Our .09% rural sales tax credit extension bill, a major WSAC priority, continues to move forward. HB 1267 has passed out of the House unanimously and is expected to be heard in the Senate shortly. In the meantime, we continue to work with the state auditor to come up with consistent and clear reporting standards that make it easy for both local and state officials to track and report projects.
SB 5059, the prejudgment interest tort liability bill we have opposed because of its hit to our risk pools and ability to get insurance, did not pass out of Ways & Means before the fiscal cutoff and is dead for the remainder of this Session. We also oppose HB 1025, a police misconduct bill that would allow counties, as employers, to be sued for police misconduct. Our main objection to this bill is our inability to take preventative measures or otherwise remedy bad behavior because counties generally do not directly oversee law enforcement. Thus, we get the tort liability with little ability to fix problems. Recent tragic events nationally in Nashville, and locally in Sunnyside, illustrate the need for both accountability and remediation with policies, and we want to work on solutions that prevent tragedies, not result in court action afterward. This bill is currently awaiting full House action on the Floor, and we will see if it gets out before the cutoff of March 8.
There are numerous bills each Session that we monitor and ask for technical changes on so that their provisions are workable, irrespective of the policy. This year that includes some miscellaneous election and employment bills. Changes to the Voting Rights Act are proposed in HB 1048 and SB 5047. We have supported access to voting and the general policy aims of these bills but have operational concerns. While we would still like some changes, the sponsors and stakeholders have addressed our biggest concerns from last year, and the bills are much better for us to implement. Both of these bills are awaiting full Floor action before cutoff on March 8.

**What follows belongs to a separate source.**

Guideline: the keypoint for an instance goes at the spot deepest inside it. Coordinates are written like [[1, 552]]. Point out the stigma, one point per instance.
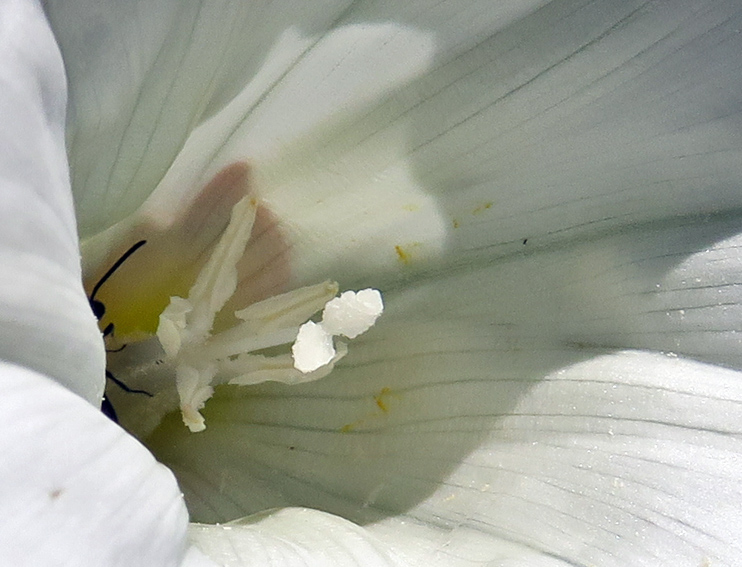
[[306, 330]]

We also worked on a union reporting bill, HB 1200, which would have employees report new hires and all-employee contact information routinely to unions (where applicable) so that unions would have the most up-to-date information on their membership. We support unions’ ability to be in contact with their membership, but we asked for and got more workable reporting timelines on this bill. We also got changes to bills dealing with when and how we provide copies of employee files (HB 1320 and SB 5061) so that these bills’ new provisions would work with other requirements we already face (such as the Public Records Act), but more changes are needed to make them work for us. Versions of each of these bills are expected to continue progressing beyond cutoff, although the employee files bills face strong opposition from private business employees (they do not keep the same records as government employers), and so it is unclear in what form they will pass (if any). We will continue to work on these to make sure they function as smoothly as possible for counties.